ボンディからしぶしぶ駅に向かう道中で撮った一枚。
車通りだけじゃなくてもう少し入ったところにも面白そうな古本屋があるのを見かけた。
また今度来たら立ち寄ってみよう。

 姿かたちは少し違えど、この光景をずっと昔にここを歩いていた両親も見ていたのかなと思うと少しだけ切ない気持ちになった。一方で、両親が歩き親しんだ街を今こうして私も歩いていることに嬉しくもなった。時を超えて、私は両親の軌跡を辿るように同じ場所を歩いている。それだけでこの日この街に降り立ったことに心から良かったと思えた。
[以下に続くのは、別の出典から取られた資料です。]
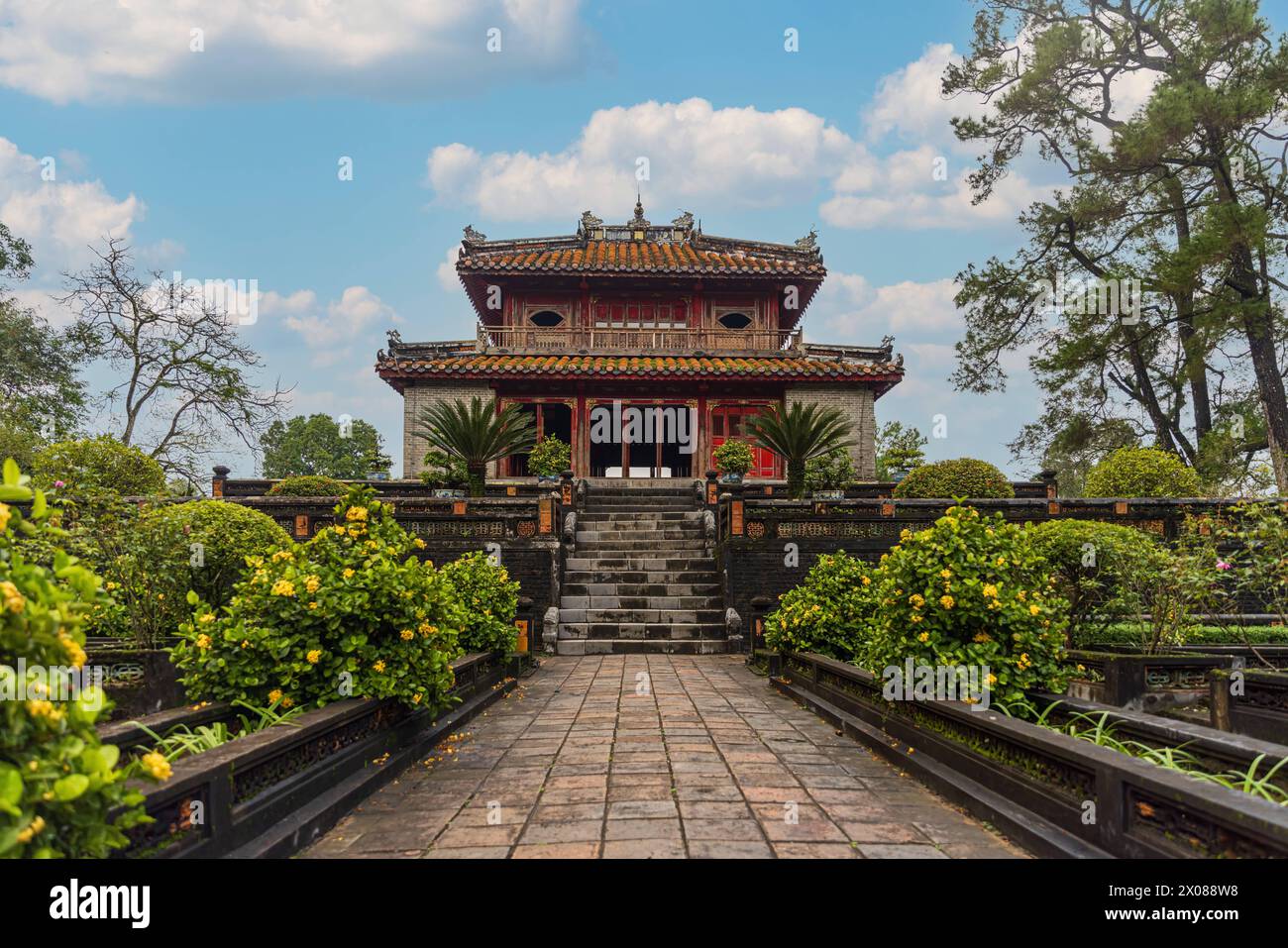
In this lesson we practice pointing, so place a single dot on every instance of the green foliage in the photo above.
(734, 456)
(550, 458)
(1113, 575)
(829, 472)
(970, 591)
(308, 485)
(898, 449)
(800, 433)
(1142, 473)
(476, 434)
(58, 785)
(488, 599)
(98, 464)
(831, 612)
(317, 446)
(962, 476)
(349, 613)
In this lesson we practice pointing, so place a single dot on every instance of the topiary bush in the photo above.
(829, 612)
(98, 464)
(308, 485)
(962, 476)
(970, 591)
(1142, 473)
(58, 785)
(488, 599)
(352, 612)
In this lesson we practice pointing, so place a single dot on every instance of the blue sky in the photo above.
(223, 162)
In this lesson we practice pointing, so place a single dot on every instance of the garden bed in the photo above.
(1054, 793)
(271, 792)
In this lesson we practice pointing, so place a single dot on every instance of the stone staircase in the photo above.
(639, 578)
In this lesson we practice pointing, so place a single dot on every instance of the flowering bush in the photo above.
(349, 613)
(1142, 473)
(488, 599)
(970, 591)
(56, 782)
(961, 476)
(829, 613)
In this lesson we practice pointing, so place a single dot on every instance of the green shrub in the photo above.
(349, 613)
(829, 472)
(970, 591)
(1142, 473)
(308, 485)
(1108, 574)
(488, 599)
(98, 464)
(829, 612)
(734, 458)
(550, 458)
(58, 785)
(962, 476)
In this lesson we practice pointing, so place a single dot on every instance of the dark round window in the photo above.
(546, 318)
(734, 321)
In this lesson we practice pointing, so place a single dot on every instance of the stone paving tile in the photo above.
(704, 763)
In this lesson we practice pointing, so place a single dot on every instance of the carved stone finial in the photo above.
(638, 220)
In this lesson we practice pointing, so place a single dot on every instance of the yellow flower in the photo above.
(13, 599)
(156, 766)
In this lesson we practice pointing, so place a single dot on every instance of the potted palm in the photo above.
(475, 434)
(733, 459)
(549, 459)
(798, 434)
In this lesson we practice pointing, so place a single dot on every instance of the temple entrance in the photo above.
(642, 440)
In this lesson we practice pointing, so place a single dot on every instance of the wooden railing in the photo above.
(597, 339)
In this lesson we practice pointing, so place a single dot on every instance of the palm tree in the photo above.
(802, 433)
(476, 434)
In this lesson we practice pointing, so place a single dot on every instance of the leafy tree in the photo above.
(316, 445)
(898, 447)
(185, 378)
(800, 433)
(476, 434)
(1181, 194)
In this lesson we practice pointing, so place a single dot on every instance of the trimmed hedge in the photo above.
(961, 476)
(1142, 473)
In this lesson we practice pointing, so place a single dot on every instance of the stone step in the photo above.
(657, 617)
(634, 563)
(671, 647)
(697, 578)
(618, 601)
(640, 588)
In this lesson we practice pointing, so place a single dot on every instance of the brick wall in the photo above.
(419, 395)
(857, 403)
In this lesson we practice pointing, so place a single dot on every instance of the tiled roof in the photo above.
(640, 257)
(726, 368)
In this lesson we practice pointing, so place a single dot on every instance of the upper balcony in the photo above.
(634, 339)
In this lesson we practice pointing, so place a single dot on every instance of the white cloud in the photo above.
(143, 50)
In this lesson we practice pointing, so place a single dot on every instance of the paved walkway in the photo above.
(660, 756)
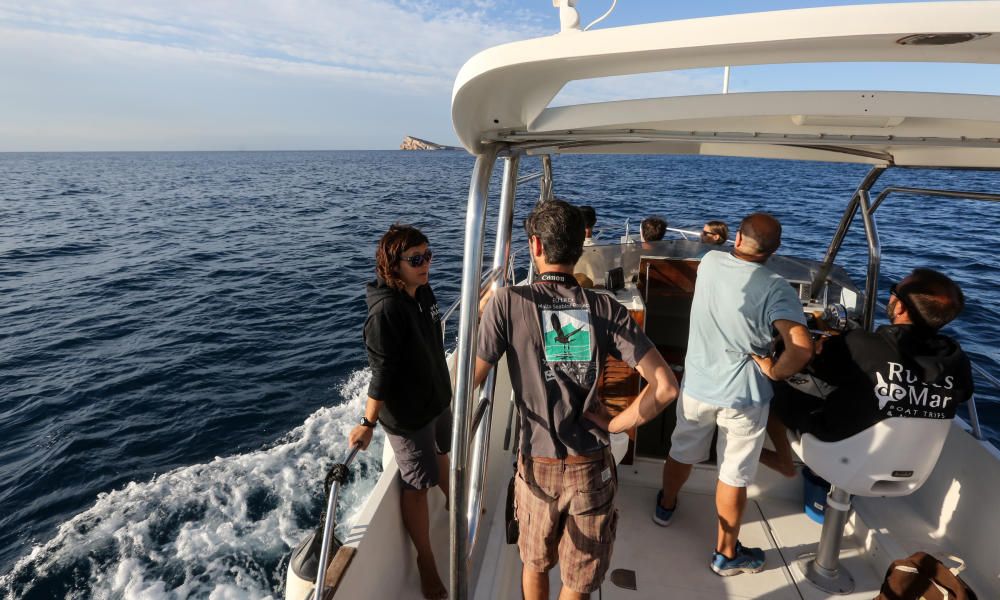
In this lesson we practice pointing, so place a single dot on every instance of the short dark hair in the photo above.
(559, 225)
(761, 232)
(720, 229)
(389, 252)
(653, 228)
(933, 296)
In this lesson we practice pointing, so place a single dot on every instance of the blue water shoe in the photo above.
(747, 560)
(662, 516)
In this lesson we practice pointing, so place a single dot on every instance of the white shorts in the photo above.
(741, 438)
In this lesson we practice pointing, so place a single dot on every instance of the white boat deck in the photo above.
(672, 562)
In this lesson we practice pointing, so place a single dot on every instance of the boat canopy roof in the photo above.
(503, 94)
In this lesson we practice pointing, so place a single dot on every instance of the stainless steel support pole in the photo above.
(842, 228)
(328, 527)
(977, 431)
(874, 260)
(472, 265)
(823, 569)
(545, 192)
(479, 447)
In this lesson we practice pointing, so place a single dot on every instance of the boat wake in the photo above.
(218, 530)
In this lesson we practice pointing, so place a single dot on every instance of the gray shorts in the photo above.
(417, 451)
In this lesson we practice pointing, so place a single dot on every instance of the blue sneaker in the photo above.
(747, 560)
(662, 516)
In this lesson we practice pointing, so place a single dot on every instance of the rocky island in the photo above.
(412, 143)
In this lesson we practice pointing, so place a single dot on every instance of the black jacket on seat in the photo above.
(403, 337)
(895, 371)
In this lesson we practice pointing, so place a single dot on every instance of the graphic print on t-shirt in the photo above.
(567, 335)
(902, 393)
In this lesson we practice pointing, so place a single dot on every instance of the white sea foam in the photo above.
(219, 530)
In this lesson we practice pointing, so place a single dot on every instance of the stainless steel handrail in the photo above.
(874, 259)
(487, 280)
(845, 224)
(472, 265)
(686, 232)
(529, 177)
(331, 521)
(483, 415)
(977, 430)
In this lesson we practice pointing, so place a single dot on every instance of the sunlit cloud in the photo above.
(417, 44)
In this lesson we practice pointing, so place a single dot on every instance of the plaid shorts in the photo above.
(566, 514)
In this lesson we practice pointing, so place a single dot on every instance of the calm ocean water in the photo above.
(180, 351)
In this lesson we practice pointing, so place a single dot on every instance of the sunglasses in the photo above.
(418, 259)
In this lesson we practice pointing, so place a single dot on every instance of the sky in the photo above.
(104, 75)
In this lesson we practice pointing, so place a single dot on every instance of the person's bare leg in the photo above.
(413, 505)
(781, 458)
(675, 474)
(534, 584)
(567, 594)
(729, 502)
(443, 468)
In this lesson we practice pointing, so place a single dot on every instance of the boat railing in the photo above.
(338, 473)
(695, 234)
(977, 431)
(488, 279)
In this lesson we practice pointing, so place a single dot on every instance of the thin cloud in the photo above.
(417, 44)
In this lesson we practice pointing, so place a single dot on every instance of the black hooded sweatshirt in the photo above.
(406, 355)
(895, 371)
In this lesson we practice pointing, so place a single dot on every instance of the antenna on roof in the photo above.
(569, 19)
(602, 17)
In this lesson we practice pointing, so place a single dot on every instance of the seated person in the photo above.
(715, 232)
(589, 220)
(652, 229)
(905, 369)
(584, 281)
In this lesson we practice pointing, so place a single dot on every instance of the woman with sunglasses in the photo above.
(410, 390)
(715, 232)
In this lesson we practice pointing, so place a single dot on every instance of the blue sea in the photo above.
(180, 333)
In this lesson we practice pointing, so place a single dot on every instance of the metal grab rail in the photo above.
(487, 280)
(977, 430)
(482, 419)
(472, 266)
(697, 234)
(339, 475)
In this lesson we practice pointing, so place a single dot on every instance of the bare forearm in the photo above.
(660, 392)
(372, 409)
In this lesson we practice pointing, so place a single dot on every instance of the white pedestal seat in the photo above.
(892, 458)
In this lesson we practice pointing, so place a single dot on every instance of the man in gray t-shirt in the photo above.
(737, 302)
(556, 336)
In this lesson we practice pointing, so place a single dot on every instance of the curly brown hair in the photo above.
(397, 240)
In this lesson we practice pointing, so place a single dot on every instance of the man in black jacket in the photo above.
(905, 369)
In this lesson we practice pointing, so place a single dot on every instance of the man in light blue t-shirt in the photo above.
(737, 303)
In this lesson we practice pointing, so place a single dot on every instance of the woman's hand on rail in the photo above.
(361, 436)
(764, 363)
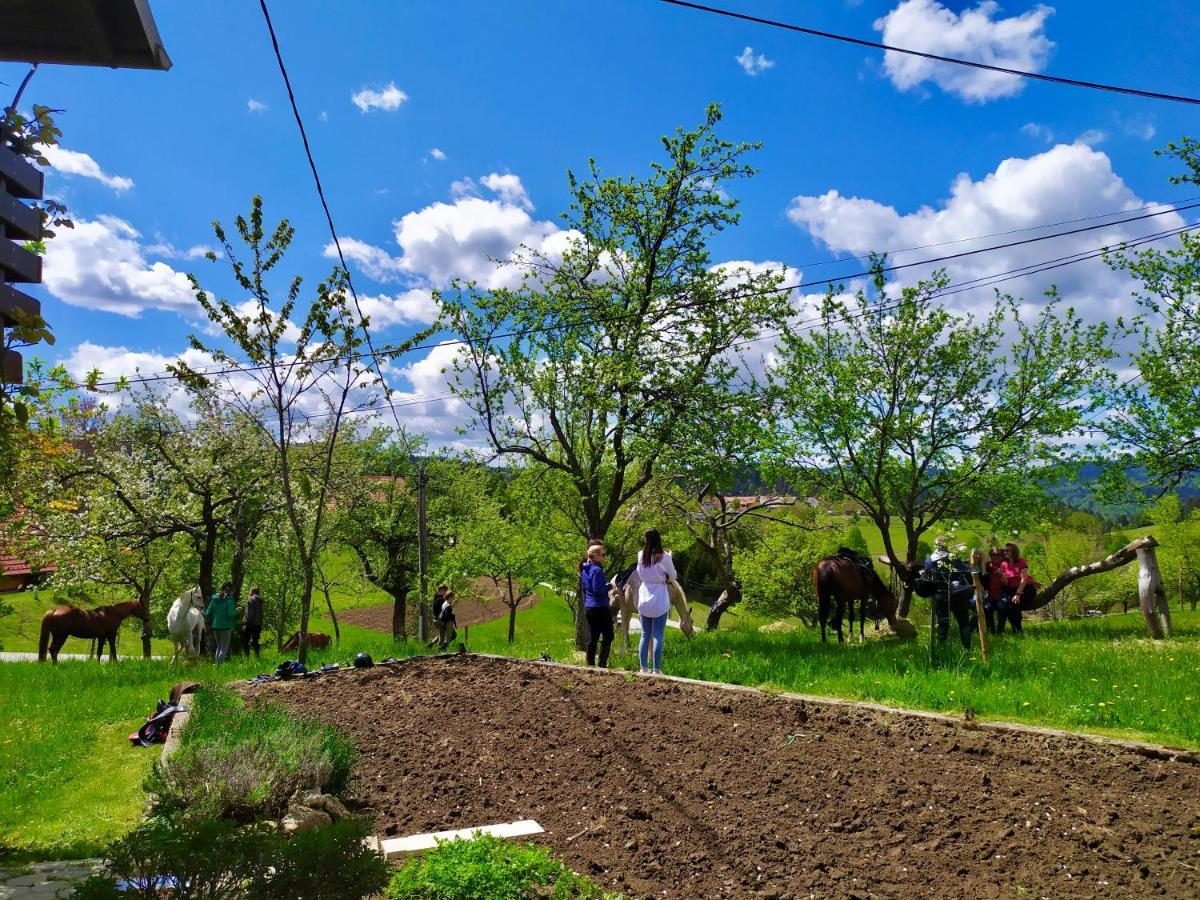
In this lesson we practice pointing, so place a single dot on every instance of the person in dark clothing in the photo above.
(594, 591)
(252, 623)
(443, 617)
(953, 593)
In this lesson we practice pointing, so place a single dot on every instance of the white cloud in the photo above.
(389, 99)
(72, 162)
(1036, 130)
(751, 64)
(977, 35)
(375, 262)
(1068, 181)
(462, 238)
(405, 309)
(101, 265)
(169, 251)
(509, 189)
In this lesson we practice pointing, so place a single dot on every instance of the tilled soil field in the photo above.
(467, 611)
(654, 787)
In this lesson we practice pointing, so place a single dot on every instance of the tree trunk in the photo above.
(144, 597)
(1113, 561)
(513, 613)
(333, 616)
(399, 591)
(305, 607)
(1151, 595)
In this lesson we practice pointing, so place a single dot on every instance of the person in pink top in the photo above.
(1017, 588)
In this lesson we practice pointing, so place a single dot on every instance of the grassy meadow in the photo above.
(70, 781)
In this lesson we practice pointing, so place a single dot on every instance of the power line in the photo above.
(735, 295)
(954, 60)
(948, 291)
(1192, 203)
(975, 283)
(324, 204)
(995, 234)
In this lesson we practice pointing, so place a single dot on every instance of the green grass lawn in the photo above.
(70, 781)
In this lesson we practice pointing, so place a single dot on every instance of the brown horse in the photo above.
(839, 581)
(64, 622)
(317, 641)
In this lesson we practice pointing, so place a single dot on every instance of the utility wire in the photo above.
(954, 60)
(948, 291)
(1182, 205)
(735, 295)
(324, 204)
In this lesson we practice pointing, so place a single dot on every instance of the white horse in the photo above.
(627, 601)
(185, 623)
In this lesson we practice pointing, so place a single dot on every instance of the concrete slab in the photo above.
(395, 847)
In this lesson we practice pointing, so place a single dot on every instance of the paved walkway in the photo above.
(45, 881)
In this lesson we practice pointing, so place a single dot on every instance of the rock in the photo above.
(301, 819)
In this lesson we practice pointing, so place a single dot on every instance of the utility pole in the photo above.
(421, 551)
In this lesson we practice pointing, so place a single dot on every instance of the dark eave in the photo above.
(119, 34)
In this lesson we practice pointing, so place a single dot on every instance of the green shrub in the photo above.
(244, 762)
(487, 868)
(214, 859)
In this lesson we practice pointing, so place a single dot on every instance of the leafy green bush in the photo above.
(487, 868)
(216, 859)
(244, 762)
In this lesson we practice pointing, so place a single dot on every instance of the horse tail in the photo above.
(43, 641)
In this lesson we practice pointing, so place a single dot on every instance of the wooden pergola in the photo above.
(118, 34)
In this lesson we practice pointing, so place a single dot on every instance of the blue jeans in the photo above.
(653, 628)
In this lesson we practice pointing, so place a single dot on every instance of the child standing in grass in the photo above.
(594, 591)
(222, 616)
(655, 570)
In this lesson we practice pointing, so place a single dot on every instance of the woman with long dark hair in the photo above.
(655, 571)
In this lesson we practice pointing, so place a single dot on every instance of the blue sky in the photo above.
(514, 94)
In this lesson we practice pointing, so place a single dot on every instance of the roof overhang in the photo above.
(119, 34)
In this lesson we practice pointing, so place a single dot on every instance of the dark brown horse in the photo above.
(64, 622)
(317, 640)
(839, 581)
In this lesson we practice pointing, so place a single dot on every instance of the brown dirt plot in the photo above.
(659, 789)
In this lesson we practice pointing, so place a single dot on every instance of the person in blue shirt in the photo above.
(594, 591)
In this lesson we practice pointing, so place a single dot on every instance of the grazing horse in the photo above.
(839, 581)
(64, 622)
(185, 623)
(627, 601)
(317, 641)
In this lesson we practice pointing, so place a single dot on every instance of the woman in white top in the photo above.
(655, 571)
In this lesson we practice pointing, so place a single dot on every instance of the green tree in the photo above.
(775, 570)
(916, 413)
(298, 394)
(495, 544)
(591, 364)
(377, 514)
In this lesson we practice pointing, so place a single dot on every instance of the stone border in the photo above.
(1155, 751)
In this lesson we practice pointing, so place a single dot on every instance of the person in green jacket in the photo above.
(222, 616)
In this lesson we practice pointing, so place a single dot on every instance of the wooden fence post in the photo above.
(1151, 595)
(981, 619)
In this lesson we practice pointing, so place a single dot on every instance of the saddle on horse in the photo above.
(859, 559)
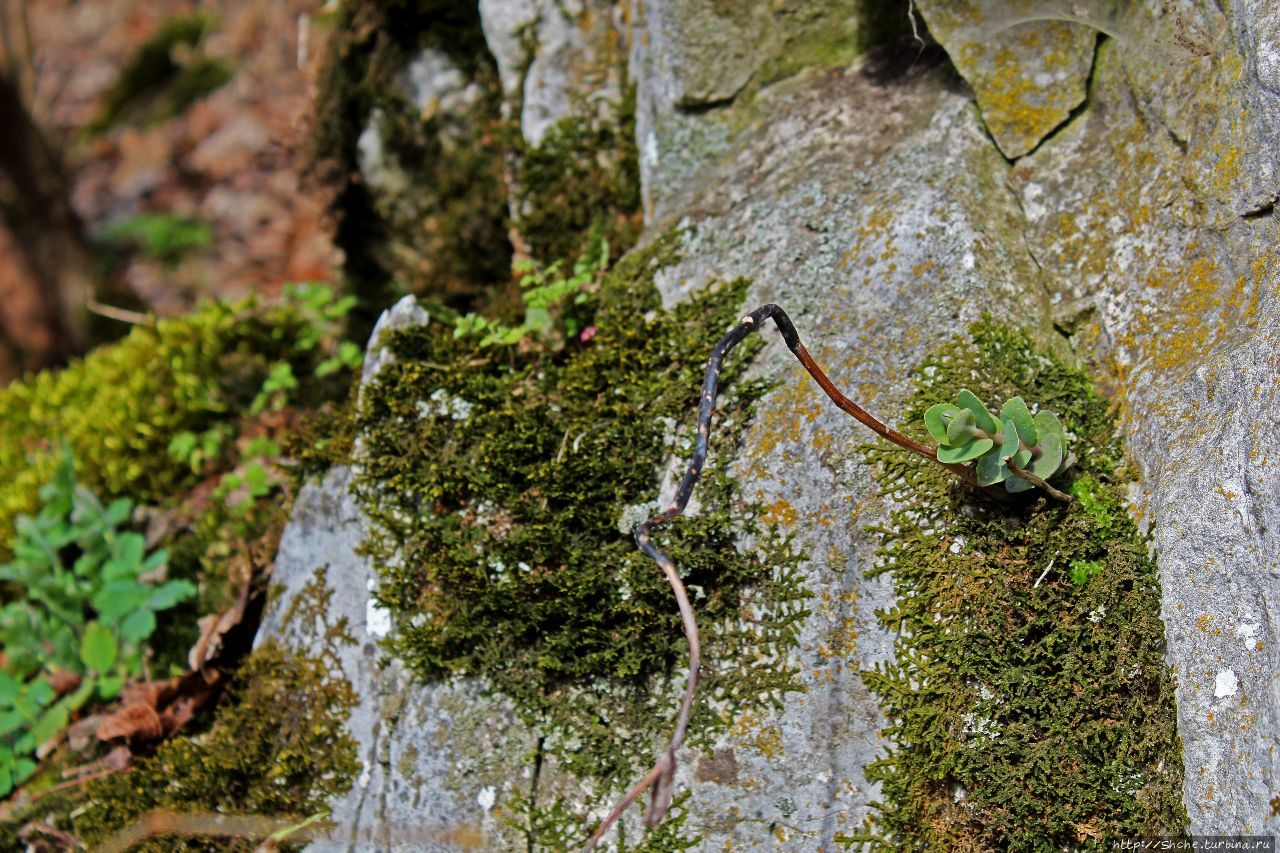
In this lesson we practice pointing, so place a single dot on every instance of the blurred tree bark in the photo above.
(42, 313)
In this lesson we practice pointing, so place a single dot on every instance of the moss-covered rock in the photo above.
(1031, 706)
(419, 191)
(277, 749)
(119, 407)
(502, 489)
(581, 179)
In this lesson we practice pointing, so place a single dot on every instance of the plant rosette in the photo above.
(1002, 447)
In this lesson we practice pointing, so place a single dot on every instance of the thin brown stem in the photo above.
(1036, 480)
(661, 776)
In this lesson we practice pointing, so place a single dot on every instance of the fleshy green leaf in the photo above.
(984, 420)
(1046, 423)
(960, 429)
(1016, 411)
(1009, 443)
(99, 647)
(965, 452)
(937, 418)
(992, 469)
(1015, 484)
(1050, 457)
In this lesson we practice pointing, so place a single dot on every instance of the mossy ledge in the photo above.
(502, 488)
(1027, 711)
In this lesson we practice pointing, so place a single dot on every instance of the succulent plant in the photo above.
(967, 432)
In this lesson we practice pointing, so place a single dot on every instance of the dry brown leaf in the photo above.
(132, 721)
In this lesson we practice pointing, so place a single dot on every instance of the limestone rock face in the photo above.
(1028, 74)
(702, 65)
(556, 58)
(1128, 226)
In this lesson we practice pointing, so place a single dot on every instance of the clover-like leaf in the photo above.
(99, 647)
(965, 452)
(961, 430)
(1016, 411)
(984, 420)
(937, 418)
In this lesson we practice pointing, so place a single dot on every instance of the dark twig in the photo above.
(661, 778)
(1036, 480)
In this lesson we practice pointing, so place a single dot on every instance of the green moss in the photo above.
(120, 406)
(1029, 712)
(583, 176)
(497, 482)
(447, 240)
(279, 748)
(168, 74)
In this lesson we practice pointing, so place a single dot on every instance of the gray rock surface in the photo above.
(437, 758)
(872, 204)
(703, 69)
(1028, 63)
(1134, 215)
(556, 58)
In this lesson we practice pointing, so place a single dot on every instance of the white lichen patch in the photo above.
(442, 402)
(487, 797)
(378, 619)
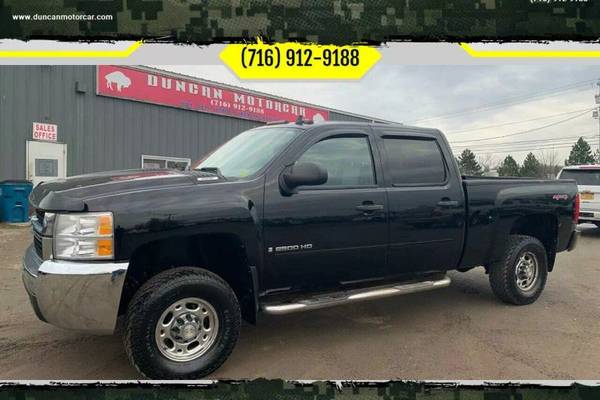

 そして私の大好きな人を見守り育んできたこの街は、彼のあの純粋で豊かな感性を育てるのに充分すぎる環境だということにも、実際に街の空気に触れて分かった。私も小さい頃からこの空気に触れて育っていたら一体どんな人間になっていただろうかと、ほんの少しだけ彼のことが羨ましく思えた。それと同時に全く他人の分際ではあるが、彼が今の彼として育つためにこの街が存在してくれたことに無性に感謝したくなった。
 母に、彼に神保町に行ってみたことを話したらどんな反応をするだろうか。母は懐かしく思うだろうか、彼は少し怖がるだろうか。いずれにせよ、また一つ話したいことが増えたことには変わりはない。

今度はちゃんとあのじゃがいもとカレーを食べれるように、もう少し懐と時間に余裕を持ってから行くことにしよう。